Laskar Santri Deklarasikan Bentengi Kiai

MOJOKERTO – Menyeruaknya isu ada pihak-pihak yang ingin menggoyahkan keutuhan Negara Kesatuan Republik Indonesia (NKRI) serta merendahkan martabat kalangan ulama dan kiai disikapi serius santri Nahdliyin.

Setidaknya itu yang dilakukan Laskar Santri Nusantara (LSN) saat Rakorwil Dewan Koordinator Wilayah (DKW) LSN di aula Institut KH. Abdul Chalim, Desa Kembangbelor, Kecamatan Pacet, Kabupaten Mojokerto, Sabtu malam (4/2).

Para santri ini mendeklarasikan diri siap untuk membentengi kiai dari tindakan apa pun yang dilakukan sejumlah pihak. Deklarasi ini sebagai bentuk mereka dalam menjaga keutuhan NKRI dan Pancasila sebagai simbol negara.

Dalam deklarasi itu, perwakilan santri ini meminta transparansi kepada kepolisian maupun pemerintah soal adanya pendataan kiai dan pondok pesantren (Ponpes) yang sempat terjadi di sejumlah daerah. 

’’Pemerintah, terutama kepolisian, harusnya memiliki etika bagaimana meminta data-data kiai dan pesantren,” ujar Didik Setiawan, ketua DKN Laskar Santri Nusantara. ”Lalu, tujuannya seperti apa, dan untuk apa,’’imbuhnya.

Selain mempertanyakan upaya pendataan kiai dan ponpes, mereka juga menelurkan sejumlah poin kesepakatan merespons kegaduhan yang berkembang selama ini.

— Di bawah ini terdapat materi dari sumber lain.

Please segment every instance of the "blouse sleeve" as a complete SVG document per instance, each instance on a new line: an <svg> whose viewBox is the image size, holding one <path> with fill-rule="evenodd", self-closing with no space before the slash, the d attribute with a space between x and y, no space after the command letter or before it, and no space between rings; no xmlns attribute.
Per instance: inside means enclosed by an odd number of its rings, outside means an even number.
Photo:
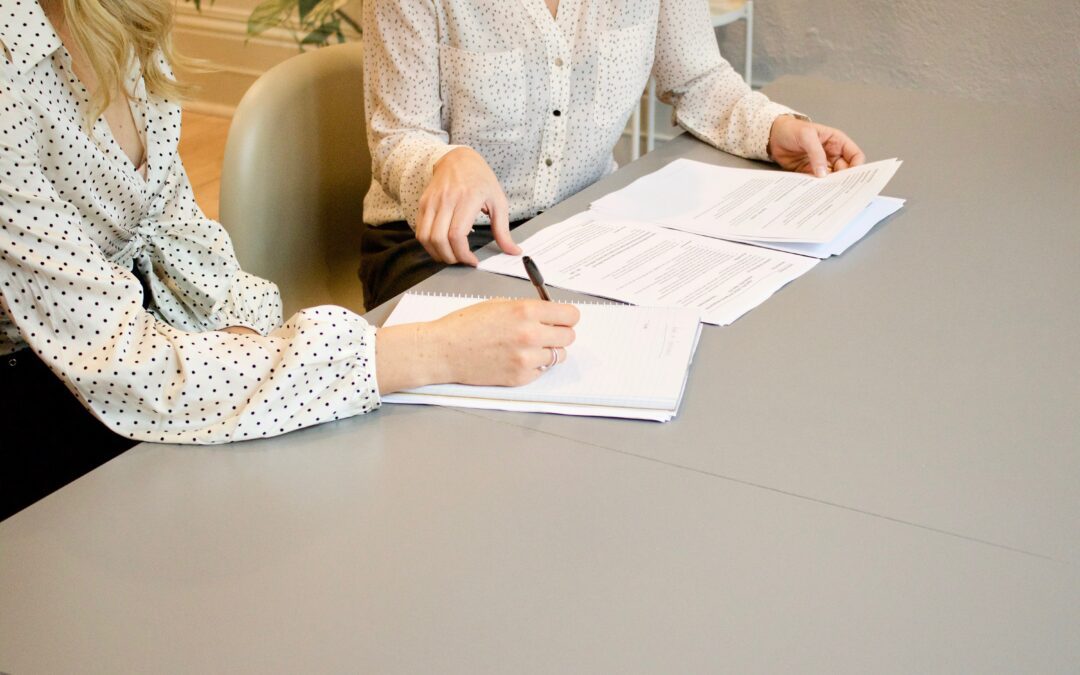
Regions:
<svg viewBox="0 0 1080 675"><path fill-rule="evenodd" d="M442 128L439 34L422 0L364 3L364 108L374 177L416 227L435 163L460 147Z"/></svg>
<svg viewBox="0 0 1080 675"><path fill-rule="evenodd" d="M375 330L339 307L268 335L186 332L142 307L41 170L35 123L0 89L0 300L23 339L109 428L136 440L272 436L379 405Z"/></svg>
<svg viewBox="0 0 1080 675"><path fill-rule="evenodd" d="M169 154L172 162L166 185L162 188L162 193L168 197L156 218L160 223L184 224L198 232L196 238L206 242L205 250L210 253L207 259L217 264L207 263L200 255L192 255L184 247L159 247L165 248L161 251L164 256L172 257L181 264L169 266L172 276L163 274L153 264L143 264L150 281L151 311L169 325L189 331L242 326L262 335L269 334L281 325L281 295L277 286L240 269L228 233L221 223L207 218L195 201L195 193L180 155L176 152ZM208 272L208 269L214 268L217 268L216 275ZM205 279L208 274L227 288L219 302L206 304L193 301L189 294L182 291L196 282L196 278Z"/></svg>
<svg viewBox="0 0 1080 675"><path fill-rule="evenodd" d="M659 97L675 107L680 126L741 157L769 159L773 121L797 115L752 91L720 56L702 0L661 0L653 72Z"/></svg>

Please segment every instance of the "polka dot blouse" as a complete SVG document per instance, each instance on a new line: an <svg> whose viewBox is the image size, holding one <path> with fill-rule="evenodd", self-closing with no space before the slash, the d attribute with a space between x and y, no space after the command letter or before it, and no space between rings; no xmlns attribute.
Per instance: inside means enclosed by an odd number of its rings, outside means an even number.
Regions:
<svg viewBox="0 0 1080 675"><path fill-rule="evenodd" d="M145 177L34 0L0 0L0 354L29 345L111 429L220 443L379 405L375 331L339 307L282 325L177 155L180 110L127 85ZM217 329L246 326L258 336Z"/></svg>
<svg viewBox="0 0 1080 675"><path fill-rule="evenodd" d="M374 225L415 225L432 166L462 145L495 171L511 220L557 204L614 170L650 73L678 124L743 157L767 159L791 112L720 57L706 0L561 0L557 18L544 0L364 5Z"/></svg>

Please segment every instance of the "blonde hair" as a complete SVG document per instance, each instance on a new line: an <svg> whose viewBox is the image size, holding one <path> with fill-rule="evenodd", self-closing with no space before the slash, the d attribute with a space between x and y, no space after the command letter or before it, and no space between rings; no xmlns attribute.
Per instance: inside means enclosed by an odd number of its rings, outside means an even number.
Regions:
<svg viewBox="0 0 1080 675"><path fill-rule="evenodd" d="M147 93L182 99L188 87L171 69L187 65L173 48L174 0L62 0L64 22L97 77L90 118L96 119L125 87L131 59L139 64ZM157 59L161 53L166 66Z"/></svg>

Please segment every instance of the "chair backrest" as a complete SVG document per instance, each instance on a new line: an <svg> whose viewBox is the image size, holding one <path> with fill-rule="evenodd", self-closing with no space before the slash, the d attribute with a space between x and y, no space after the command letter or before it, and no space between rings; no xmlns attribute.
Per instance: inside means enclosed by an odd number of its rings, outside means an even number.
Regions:
<svg viewBox="0 0 1080 675"><path fill-rule="evenodd" d="M285 316L363 310L359 231L371 184L359 44L295 56L236 109L221 172L221 222L245 270L276 283Z"/></svg>

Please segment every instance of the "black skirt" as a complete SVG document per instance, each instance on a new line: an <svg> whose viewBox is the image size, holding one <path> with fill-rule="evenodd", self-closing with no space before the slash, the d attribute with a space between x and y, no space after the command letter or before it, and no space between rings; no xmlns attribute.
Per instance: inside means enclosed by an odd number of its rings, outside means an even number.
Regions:
<svg viewBox="0 0 1080 675"><path fill-rule="evenodd" d="M0 520L137 443L98 421L34 352L0 356Z"/></svg>
<svg viewBox="0 0 1080 675"><path fill-rule="evenodd" d="M510 223L510 229L524 222ZM490 244L492 239L490 227L477 225L469 234L469 248L475 251ZM432 260L405 221L362 225L360 251L360 281L364 285L367 309L378 307L446 267L445 263Z"/></svg>

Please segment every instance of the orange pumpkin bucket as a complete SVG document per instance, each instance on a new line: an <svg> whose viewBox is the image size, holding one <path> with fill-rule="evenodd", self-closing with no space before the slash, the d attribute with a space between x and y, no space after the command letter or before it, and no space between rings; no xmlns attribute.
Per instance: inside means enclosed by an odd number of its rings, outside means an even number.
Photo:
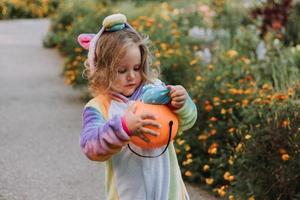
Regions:
<svg viewBox="0 0 300 200"><path fill-rule="evenodd" d="M147 134L146 137L149 138L149 143L145 142L137 136L132 136L131 142L133 144L143 149L162 147L168 143L170 137L170 130L172 131L170 141L174 139L178 130L178 119L177 116L166 105L154 105L142 102L136 102L135 105L137 106L137 114L140 114L145 111L154 114L156 116L156 121L160 123L161 128L158 129L153 126L146 126L147 128L159 132L159 135L153 136Z"/></svg>

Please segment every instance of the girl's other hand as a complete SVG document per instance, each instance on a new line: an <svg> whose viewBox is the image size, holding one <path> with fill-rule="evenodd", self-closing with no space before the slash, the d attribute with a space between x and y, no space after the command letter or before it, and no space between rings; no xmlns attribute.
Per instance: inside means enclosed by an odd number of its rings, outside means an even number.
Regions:
<svg viewBox="0 0 300 200"><path fill-rule="evenodd" d="M161 125L155 121L155 116L151 113L141 113L136 114L137 106L132 105L128 108L127 112L124 115L124 120L127 125L129 132L132 135L138 136L145 142L149 143L150 140L146 137L145 134L150 134L153 136L158 136L157 131L146 128L145 126L154 126L160 128Z"/></svg>
<svg viewBox="0 0 300 200"><path fill-rule="evenodd" d="M187 91L185 88L181 85L168 85L167 88L170 89L171 106L176 109L181 108L187 99Z"/></svg>

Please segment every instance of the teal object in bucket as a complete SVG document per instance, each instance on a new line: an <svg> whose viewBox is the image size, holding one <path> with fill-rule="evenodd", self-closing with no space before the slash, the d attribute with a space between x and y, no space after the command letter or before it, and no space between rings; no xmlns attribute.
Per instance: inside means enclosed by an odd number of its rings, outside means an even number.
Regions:
<svg viewBox="0 0 300 200"><path fill-rule="evenodd" d="M169 96L170 89L166 87L146 85L143 90L141 100L144 103L165 105L171 101Z"/></svg>

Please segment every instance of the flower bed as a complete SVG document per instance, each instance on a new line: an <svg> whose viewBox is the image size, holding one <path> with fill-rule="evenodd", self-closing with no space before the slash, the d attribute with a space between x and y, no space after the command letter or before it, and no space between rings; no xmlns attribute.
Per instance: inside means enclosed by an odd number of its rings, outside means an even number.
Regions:
<svg viewBox="0 0 300 200"><path fill-rule="evenodd" d="M272 31L262 39L240 1L84 5L63 4L44 41L65 56L66 84L86 87L77 35L97 32L110 13L128 13L152 40L164 81L184 85L197 105L195 126L175 140L185 179L228 199L300 196L297 42L288 46Z"/></svg>

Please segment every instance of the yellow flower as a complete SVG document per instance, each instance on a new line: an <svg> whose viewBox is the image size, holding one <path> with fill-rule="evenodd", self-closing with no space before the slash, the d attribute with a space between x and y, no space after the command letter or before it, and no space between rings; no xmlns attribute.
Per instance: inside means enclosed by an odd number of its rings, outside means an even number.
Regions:
<svg viewBox="0 0 300 200"><path fill-rule="evenodd" d="M281 159L284 161L288 161L290 159L290 156L289 156L289 154L285 153L281 156Z"/></svg>
<svg viewBox="0 0 300 200"><path fill-rule="evenodd" d="M235 132L235 128L230 128L230 129L228 129L228 132L229 132L229 133L234 133L234 132Z"/></svg>
<svg viewBox="0 0 300 200"><path fill-rule="evenodd" d="M255 197L251 196L251 197L248 198L248 200L255 200Z"/></svg>
<svg viewBox="0 0 300 200"><path fill-rule="evenodd" d="M233 158L232 156L229 157L228 163L229 163L229 165L233 165L233 163L234 163L234 158Z"/></svg>
<svg viewBox="0 0 300 200"><path fill-rule="evenodd" d="M162 50L166 50L167 49L167 44L166 43L161 43L160 44L160 48L162 49Z"/></svg>
<svg viewBox="0 0 300 200"><path fill-rule="evenodd" d="M160 61L159 60L155 61L154 66L156 66L156 67L160 66Z"/></svg>
<svg viewBox="0 0 300 200"><path fill-rule="evenodd" d="M156 52L156 53L155 53L155 57L159 58L159 57L160 57L160 53L159 53L159 52Z"/></svg>
<svg viewBox="0 0 300 200"><path fill-rule="evenodd" d="M191 172L191 171L186 171L186 172L184 173L184 175L185 175L185 176L192 176L192 172Z"/></svg>
<svg viewBox="0 0 300 200"><path fill-rule="evenodd" d="M244 145L242 143L239 143L236 147L235 147L235 151L236 152L241 152L244 149Z"/></svg>
<svg viewBox="0 0 300 200"><path fill-rule="evenodd" d="M246 140L249 140L250 138L251 138L251 135L249 135L249 134L245 135Z"/></svg>
<svg viewBox="0 0 300 200"><path fill-rule="evenodd" d="M225 172L225 174L223 175L223 178L225 180L228 180L229 179L229 176L231 176L230 172Z"/></svg>
<svg viewBox="0 0 300 200"><path fill-rule="evenodd" d="M210 168L209 165L204 165L203 166L203 171L207 172L209 170L209 168Z"/></svg>
<svg viewBox="0 0 300 200"><path fill-rule="evenodd" d="M244 62L244 64L249 65L251 63L249 58L246 57L242 57L242 61Z"/></svg>
<svg viewBox="0 0 300 200"><path fill-rule="evenodd" d="M184 146L184 149L185 149L186 151L189 151L189 150L191 150L191 146L188 145L188 144L186 144L186 145Z"/></svg>
<svg viewBox="0 0 300 200"><path fill-rule="evenodd" d="M262 89L263 90L272 90L272 85L270 85L270 84L268 84L268 83L265 83L265 84L263 84L263 86L262 86Z"/></svg>
<svg viewBox="0 0 300 200"><path fill-rule="evenodd" d="M218 144L217 143L212 143L208 149L209 154L217 154L218 151Z"/></svg>
<svg viewBox="0 0 300 200"><path fill-rule="evenodd" d="M197 81L201 81L201 80L202 80L202 77L201 77L201 76L196 76L196 80L197 80Z"/></svg>
<svg viewBox="0 0 300 200"><path fill-rule="evenodd" d="M288 95L289 96L294 96L294 94L295 94L295 90L293 88L289 88L288 89Z"/></svg>
<svg viewBox="0 0 300 200"><path fill-rule="evenodd" d="M183 161L183 165L185 166L185 165L189 165L189 164L191 164L193 162L193 160L192 159L187 159L186 161Z"/></svg>
<svg viewBox="0 0 300 200"><path fill-rule="evenodd" d="M208 138L208 135L205 133L198 136L198 140L207 140L207 138Z"/></svg>
<svg viewBox="0 0 300 200"><path fill-rule="evenodd" d="M212 136L212 135L216 135L217 133L217 130L216 129L211 129L211 131L209 132L209 135Z"/></svg>
<svg viewBox="0 0 300 200"><path fill-rule="evenodd" d="M204 110L206 110L206 112L210 112L213 109L212 105L208 104L205 105Z"/></svg>
<svg viewBox="0 0 300 200"><path fill-rule="evenodd" d="M221 109L221 114L222 114L222 115L226 114L226 109L222 108L222 109Z"/></svg>
<svg viewBox="0 0 300 200"><path fill-rule="evenodd" d="M242 105L243 105L243 106L247 106L248 103L249 103L249 100L248 100L248 99L244 99L244 100L242 101Z"/></svg>
<svg viewBox="0 0 300 200"><path fill-rule="evenodd" d="M79 53L79 52L82 51L82 48L77 47L77 48L74 49L74 51L77 52L77 53Z"/></svg>
<svg viewBox="0 0 300 200"><path fill-rule="evenodd" d="M235 51L235 50L229 50L229 51L227 51L227 56L229 56L229 58L233 58L233 57L235 57L237 55L238 55L238 52Z"/></svg>
<svg viewBox="0 0 300 200"><path fill-rule="evenodd" d="M283 120L282 127L287 128L289 125L290 125L290 120L289 119Z"/></svg>
<svg viewBox="0 0 300 200"><path fill-rule="evenodd" d="M197 59L191 60L190 65L194 65L194 64L196 64L197 62L198 62Z"/></svg>
<svg viewBox="0 0 300 200"><path fill-rule="evenodd" d="M229 177L228 177L228 181L233 181L234 179L235 179L234 176L229 176Z"/></svg>
<svg viewBox="0 0 300 200"><path fill-rule="evenodd" d="M185 140L182 140L182 139L178 138L178 139L176 140L176 142L177 142L177 144L178 144L179 146L181 146L181 145L183 145L183 144L185 143Z"/></svg>
<svg viewBox="0 0 300 200"><path fill-rule="evenodd" d="M226 192L225 190L218 189L218 194L220 195L220 197L224 197L226 195Z"/></svg>
<svg viewBox="0 0 300 200"><path fill-rule="evenodd" d="M186 157L187 157L187 158L192 158L193 155L192 155L191 153L188 153L188 154L186 155Z"/></svg>
<svg viewBox="0 0 300 200"><path fill-rule="evenodd" d="M214 179L213 178L206 178L205 182L206 182L207 185L211 185L211 184L214 183Z"/></svg>
<svg viewBox="0 0 300 200"><path fill-rule="evenodd" d="M228 200L235 200L233 195L229 195Z"/></svg>
<svg viewBox="0 0 300 200"><path fill-rule="evenodd" d="M216 118L216 117L211 117L211 118L209 118L209 121L216 122L216 121L218 121L218 118Z"/></svg>
<svg viewBox="0 0 300 200"><path fill-rule="evenodd" d="M209 65L207 65L207 69L211 71L214 69L214 66L212 64L209 64Z"/></svg>

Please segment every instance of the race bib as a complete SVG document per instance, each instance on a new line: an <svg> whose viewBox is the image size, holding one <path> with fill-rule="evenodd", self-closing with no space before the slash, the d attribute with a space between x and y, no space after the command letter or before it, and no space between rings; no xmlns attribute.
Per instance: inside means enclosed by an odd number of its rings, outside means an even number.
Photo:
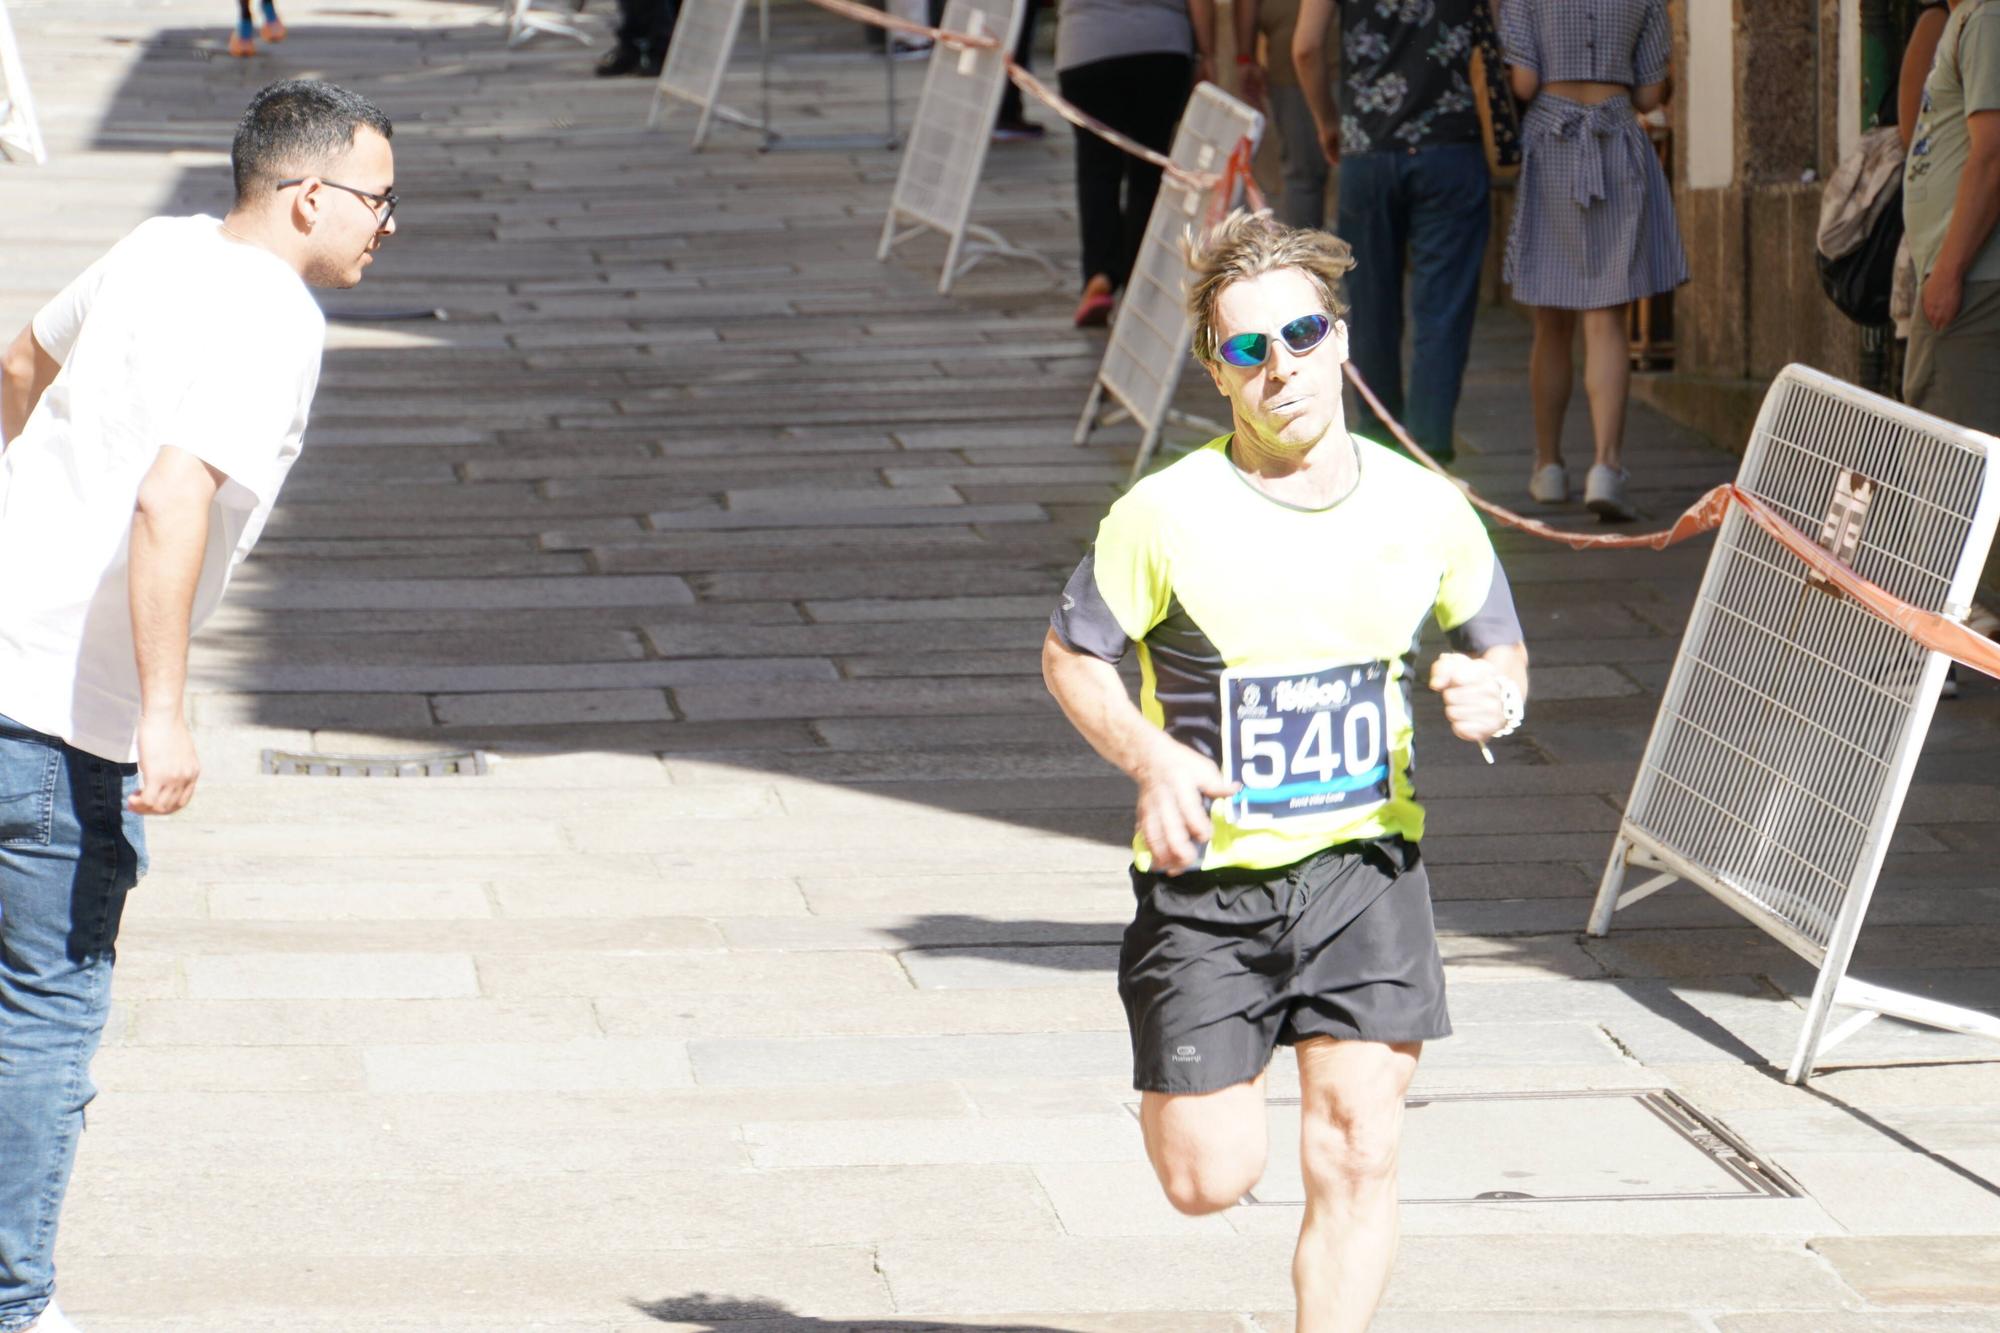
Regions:
<svg viewBox="0 0 2000 1333"><path fill-rule="evenodd" d="M1346 816L1386 801L1389 664L1222 673L1222 773L1238 828Z"/></svg>

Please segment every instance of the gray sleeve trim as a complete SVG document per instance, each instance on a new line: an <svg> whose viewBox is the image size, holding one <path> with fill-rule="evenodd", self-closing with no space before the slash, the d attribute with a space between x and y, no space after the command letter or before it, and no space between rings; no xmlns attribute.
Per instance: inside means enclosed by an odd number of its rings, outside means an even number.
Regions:
<svg viewBox="0 0 2000 1333"><path fill-rule="evenodd" d="M1132 640L1125 635L1118 617L1111 614L1097 591L1097 553L1090 552L1077 565L1063 588L1062 605L1049 616L1049 628L1056 637L1079 653L1106 662L1123 660Z"/></svg>
<svg viewBox="0 0 2000 1333"><path fill-rule="evenodd" d="M1486 602L1470 620L1445 631L1451 646L1472 657L1491 648L1522 642L1521 618L1514 612L1514 590L1507 583L1507 571L1500 557L1493 557L1493 582L1486 589Z"/></svg>

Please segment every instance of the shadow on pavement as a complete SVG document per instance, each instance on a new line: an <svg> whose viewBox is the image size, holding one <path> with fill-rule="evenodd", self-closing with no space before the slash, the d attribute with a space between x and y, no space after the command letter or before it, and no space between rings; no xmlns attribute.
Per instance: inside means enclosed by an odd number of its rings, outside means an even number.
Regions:
<svg viewBox="0 0 2000 1333"><path fill-rule="evenodd" d="M934 1319L816 1319L776 1301L696 1292L632 1308L663 1324L705 1324L708 1333L1070 1333L1049 1324L967 1324Z"/></svg>

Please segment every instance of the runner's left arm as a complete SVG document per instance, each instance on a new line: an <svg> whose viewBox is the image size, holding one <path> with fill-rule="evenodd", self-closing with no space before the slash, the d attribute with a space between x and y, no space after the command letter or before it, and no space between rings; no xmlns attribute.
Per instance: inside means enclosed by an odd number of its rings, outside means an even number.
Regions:
<svg viewBox="0 0 2000 1333"><path fill-rule="evenodd" d="M1433 531L1445 546L1437 619L1452 651L1431 667L1431 688L1444 696L1445 718L1460 740L1483 744L1508 723L1508 682L1528 697L1528 649L1507 571L1479 515L1456 490L1444 498Z"/></svg>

Pertama, mengecam tindakan kurang berakhlak dan beretika yang melecehkan kiai dan ulama. Terbukti, banyaknya isu hoax yang sistematis dan terstruktur beredar di medsos.

Lalu, juga kesiapan LSN menjadi tameng dan benteng terdepan para kiai dan ulama dari kezaliman dan kesewenangan. ’’Kita di sini bukan melindungi, akan tetapi menjadi benteng manjaga marwah kiai,” tandasnya.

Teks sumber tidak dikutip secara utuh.